1 of 1 people found the following review helpful
Very analytical and factual 3 Jan 2011
By rusoviet - Published on Amazon.com
Format:Hardcover
I found the book very well laid out in discussing the history of the region. It helped a great deal in bringing into sharper focus the motivation the German people had to the region even though Auschwitz laid inside the Austro-Hungarian Empire prio to it being allocated to Poland after WWI.

It was useful in noting the anger Germany had in finally securing the land 'lost' per Brest-Litovsk in April 1918 only to see the reverse in November 1918.

The sole problem I had with the writers was there constantly stating 'time' without a year i.e. they would say in April (and never give the year). This was very confusing after June 1941 with the commencement of Barbarossa.

I was saddened to read a reviewer who falls into the Institute For Historical Review i.e. this never happened. Ok then what did happen to all those Jews?
1 of 1 people found the following review helpful
Beyond Auschwitz Itself: A Good Historical Overview of German Ospolitik 3 Dec 2008
By Jan Peczkis - Published on Amazon.com
Format:Hardcover
Instead of repeating other reviewers, let's focus on undeveloped content. To begin with, it is interesting to note that the post-WWII Odra-Nysa (Oder-Neisse) boundary coincided with the east-most deployment of Germans before the year 1200 A.D. (p. 24).
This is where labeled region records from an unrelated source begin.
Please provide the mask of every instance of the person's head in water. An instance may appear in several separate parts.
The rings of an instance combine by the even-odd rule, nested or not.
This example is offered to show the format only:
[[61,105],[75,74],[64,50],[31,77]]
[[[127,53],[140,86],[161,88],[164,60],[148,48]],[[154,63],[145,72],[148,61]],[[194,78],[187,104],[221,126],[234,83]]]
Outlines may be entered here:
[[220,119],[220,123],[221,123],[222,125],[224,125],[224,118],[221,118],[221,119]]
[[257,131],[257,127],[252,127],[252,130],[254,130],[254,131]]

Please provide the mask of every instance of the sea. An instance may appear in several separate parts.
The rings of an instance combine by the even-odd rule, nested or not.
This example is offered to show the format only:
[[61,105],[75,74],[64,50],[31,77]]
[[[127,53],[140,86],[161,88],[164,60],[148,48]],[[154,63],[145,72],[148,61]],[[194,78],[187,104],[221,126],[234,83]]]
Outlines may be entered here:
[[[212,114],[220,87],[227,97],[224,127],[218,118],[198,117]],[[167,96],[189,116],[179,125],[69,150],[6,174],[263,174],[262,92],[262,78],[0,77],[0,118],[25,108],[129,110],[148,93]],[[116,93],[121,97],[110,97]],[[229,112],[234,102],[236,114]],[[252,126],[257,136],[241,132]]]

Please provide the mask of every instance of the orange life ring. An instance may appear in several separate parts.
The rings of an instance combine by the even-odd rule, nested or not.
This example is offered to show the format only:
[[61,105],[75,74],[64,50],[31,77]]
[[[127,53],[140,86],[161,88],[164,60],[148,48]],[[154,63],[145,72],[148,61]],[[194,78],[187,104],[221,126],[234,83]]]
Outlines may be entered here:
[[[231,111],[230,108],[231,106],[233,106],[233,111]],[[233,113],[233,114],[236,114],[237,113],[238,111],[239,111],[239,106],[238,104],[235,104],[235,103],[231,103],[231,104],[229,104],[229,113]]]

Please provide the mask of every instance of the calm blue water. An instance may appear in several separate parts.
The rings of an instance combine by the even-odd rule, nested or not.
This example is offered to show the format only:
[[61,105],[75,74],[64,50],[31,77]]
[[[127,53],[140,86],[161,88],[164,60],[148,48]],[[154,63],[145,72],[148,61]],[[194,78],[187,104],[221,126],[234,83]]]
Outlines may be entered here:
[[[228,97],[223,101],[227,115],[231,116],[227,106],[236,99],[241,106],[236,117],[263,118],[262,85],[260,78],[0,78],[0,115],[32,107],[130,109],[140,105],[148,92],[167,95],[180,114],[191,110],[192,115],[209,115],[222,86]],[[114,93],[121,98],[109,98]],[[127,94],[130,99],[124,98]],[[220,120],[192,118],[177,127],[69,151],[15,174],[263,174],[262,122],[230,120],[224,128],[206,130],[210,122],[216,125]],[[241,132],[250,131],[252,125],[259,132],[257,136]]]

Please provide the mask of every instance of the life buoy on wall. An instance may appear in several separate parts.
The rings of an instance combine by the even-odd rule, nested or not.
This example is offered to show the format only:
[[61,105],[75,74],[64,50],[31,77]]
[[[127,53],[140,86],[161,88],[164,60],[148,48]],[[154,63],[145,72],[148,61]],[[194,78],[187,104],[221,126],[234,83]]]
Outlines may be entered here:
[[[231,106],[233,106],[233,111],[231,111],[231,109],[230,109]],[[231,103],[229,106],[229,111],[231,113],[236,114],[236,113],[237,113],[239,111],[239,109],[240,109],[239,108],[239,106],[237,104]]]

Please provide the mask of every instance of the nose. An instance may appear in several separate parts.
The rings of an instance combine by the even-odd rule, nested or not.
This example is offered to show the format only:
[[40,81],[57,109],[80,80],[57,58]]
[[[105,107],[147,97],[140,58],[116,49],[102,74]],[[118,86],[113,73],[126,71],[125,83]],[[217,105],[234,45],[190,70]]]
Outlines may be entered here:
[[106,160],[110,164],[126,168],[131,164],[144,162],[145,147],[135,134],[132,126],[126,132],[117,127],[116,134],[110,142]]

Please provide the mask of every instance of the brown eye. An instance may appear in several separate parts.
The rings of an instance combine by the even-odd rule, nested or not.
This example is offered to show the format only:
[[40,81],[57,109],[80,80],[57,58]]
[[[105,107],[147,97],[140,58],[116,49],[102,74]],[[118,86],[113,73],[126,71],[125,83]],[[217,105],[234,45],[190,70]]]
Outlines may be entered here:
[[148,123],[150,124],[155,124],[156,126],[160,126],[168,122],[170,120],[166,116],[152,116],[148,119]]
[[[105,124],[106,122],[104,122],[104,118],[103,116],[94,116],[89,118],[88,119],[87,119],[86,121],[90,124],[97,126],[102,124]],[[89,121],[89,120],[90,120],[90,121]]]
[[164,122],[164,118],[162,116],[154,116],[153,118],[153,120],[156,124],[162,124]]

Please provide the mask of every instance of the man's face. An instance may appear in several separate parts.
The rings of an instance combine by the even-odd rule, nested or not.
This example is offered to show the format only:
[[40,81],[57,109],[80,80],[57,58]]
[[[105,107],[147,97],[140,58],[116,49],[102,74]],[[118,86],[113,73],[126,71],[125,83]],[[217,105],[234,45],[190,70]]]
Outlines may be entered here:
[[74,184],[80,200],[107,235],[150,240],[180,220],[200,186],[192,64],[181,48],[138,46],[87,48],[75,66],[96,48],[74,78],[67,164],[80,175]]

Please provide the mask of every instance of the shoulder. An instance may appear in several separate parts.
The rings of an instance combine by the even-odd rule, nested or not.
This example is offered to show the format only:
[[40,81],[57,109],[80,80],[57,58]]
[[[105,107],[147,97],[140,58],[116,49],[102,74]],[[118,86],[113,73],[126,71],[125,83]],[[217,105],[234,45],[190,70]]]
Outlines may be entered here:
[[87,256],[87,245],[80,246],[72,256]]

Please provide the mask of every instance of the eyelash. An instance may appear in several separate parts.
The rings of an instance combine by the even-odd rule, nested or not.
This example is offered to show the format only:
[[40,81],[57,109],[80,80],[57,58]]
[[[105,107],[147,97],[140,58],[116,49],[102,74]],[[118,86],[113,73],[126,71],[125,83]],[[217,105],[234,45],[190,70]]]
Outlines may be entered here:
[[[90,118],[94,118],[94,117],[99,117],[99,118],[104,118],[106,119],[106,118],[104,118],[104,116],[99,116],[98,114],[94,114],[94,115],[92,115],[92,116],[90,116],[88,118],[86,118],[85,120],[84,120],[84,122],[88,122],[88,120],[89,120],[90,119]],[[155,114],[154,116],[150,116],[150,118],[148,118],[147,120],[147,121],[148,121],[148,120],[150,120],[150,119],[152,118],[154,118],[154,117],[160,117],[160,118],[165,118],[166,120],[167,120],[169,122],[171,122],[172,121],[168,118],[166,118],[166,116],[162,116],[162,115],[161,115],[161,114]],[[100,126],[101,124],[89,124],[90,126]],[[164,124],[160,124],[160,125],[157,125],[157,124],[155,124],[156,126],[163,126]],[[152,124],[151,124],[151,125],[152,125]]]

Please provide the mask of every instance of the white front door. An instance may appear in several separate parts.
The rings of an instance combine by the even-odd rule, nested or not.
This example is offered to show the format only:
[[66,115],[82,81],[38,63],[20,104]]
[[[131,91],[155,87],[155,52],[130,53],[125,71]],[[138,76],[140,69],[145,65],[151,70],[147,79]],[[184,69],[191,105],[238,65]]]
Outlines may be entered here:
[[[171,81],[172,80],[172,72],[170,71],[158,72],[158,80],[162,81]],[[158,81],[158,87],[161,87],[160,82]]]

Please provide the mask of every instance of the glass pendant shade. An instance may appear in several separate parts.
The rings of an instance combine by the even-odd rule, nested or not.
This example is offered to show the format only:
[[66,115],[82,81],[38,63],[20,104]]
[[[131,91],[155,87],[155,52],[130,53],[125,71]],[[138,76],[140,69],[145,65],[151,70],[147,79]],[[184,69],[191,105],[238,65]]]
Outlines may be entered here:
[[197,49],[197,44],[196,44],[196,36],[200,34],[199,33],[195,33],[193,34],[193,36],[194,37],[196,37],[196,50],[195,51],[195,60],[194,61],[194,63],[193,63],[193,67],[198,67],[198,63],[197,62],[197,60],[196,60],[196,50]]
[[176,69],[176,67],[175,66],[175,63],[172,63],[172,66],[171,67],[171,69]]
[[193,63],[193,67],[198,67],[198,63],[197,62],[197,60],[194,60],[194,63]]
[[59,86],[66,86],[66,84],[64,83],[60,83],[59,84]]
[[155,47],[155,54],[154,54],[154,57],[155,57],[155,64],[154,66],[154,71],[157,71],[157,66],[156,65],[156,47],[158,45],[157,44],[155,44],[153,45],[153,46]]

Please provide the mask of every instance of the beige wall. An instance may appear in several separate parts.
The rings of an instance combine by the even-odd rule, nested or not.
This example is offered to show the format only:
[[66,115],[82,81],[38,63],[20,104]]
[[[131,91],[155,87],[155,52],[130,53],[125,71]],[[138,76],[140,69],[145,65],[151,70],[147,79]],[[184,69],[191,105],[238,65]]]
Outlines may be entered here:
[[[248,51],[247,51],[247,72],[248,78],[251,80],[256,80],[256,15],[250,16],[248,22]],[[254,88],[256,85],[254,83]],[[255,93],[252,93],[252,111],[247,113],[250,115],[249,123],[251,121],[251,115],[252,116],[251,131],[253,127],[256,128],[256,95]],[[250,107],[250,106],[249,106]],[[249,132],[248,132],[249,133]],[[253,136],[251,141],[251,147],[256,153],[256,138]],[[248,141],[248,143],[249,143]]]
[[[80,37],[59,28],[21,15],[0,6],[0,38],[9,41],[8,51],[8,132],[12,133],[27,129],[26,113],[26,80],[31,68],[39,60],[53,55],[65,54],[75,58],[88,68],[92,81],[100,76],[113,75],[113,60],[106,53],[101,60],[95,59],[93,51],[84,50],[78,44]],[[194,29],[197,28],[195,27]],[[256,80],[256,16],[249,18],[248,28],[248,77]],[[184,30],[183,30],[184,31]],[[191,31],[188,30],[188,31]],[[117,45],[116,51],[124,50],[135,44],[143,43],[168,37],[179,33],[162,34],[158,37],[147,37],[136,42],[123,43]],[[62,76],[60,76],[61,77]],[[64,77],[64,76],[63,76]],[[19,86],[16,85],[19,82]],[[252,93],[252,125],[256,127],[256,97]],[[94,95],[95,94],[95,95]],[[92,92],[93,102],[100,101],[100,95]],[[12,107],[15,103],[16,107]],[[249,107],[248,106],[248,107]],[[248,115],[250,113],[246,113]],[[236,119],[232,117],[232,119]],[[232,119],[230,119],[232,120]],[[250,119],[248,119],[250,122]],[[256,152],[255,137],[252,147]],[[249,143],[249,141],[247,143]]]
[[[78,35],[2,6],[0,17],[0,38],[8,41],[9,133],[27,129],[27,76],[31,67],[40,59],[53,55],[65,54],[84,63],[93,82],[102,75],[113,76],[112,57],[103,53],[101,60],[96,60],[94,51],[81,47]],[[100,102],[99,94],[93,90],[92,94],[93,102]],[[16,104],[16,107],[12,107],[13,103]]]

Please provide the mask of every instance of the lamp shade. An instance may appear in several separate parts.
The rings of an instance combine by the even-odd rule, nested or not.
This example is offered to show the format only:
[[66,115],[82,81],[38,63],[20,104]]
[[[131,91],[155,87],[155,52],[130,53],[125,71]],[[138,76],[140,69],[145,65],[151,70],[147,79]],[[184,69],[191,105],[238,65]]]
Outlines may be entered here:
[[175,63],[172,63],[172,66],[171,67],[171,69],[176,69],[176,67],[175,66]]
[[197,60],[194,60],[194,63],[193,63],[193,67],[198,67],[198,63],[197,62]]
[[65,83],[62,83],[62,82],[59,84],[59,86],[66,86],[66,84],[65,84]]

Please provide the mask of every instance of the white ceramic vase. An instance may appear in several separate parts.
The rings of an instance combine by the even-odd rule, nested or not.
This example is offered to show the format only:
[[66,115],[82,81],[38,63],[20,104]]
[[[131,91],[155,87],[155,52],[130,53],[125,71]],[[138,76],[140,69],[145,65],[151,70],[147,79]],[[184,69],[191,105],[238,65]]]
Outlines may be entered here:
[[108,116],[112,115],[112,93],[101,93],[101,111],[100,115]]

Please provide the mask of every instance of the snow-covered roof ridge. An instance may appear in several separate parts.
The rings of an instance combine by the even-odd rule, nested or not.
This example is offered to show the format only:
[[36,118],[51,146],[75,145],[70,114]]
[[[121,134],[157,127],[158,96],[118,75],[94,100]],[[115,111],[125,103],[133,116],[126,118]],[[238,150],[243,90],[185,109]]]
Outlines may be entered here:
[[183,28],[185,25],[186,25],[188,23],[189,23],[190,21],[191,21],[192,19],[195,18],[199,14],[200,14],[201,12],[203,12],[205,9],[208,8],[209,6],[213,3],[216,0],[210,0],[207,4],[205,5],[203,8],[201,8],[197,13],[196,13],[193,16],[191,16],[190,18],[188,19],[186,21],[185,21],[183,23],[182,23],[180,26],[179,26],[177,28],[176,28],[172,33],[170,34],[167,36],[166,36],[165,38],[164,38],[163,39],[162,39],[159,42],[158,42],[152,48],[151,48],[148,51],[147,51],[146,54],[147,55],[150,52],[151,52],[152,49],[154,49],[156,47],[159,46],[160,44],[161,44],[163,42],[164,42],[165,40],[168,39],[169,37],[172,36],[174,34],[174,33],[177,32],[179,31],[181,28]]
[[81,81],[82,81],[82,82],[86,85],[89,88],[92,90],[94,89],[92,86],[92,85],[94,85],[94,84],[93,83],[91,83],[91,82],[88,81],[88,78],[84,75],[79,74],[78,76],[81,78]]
"Nationalism" nowadays is often a dirty word. In actuality, there are different kinds of nationalism, only some of which are repulsive. While discussing the 19th-century German rule over western Poles, Dwork and van Pelt comment: "What had been a domain of encounter became a battlefield where the imperial and integral nationalism of the Germans faced the functional and emancipatory nationalism of the Poles." (p. 48).

Contrary to those who misrepresent the Germans as voting Hitler into power merely in order to avenge and rectify the "injustices" of Versailles, the authors recognize the fact that Hitler plainly wrote in MEIN KAMPF about his plans for a massive war for lebensraum against the Slavic east. What's more, this was not only well known to Germans in general, but enthusiastically supported by them. (pp. 82-83). (While it is technically true that Hitler didn't win an absolute majority, it begs the question why the Nationalist and Catholic deputies deliberately chose to push him over the top (p. 96), giving him totalitarian rule.)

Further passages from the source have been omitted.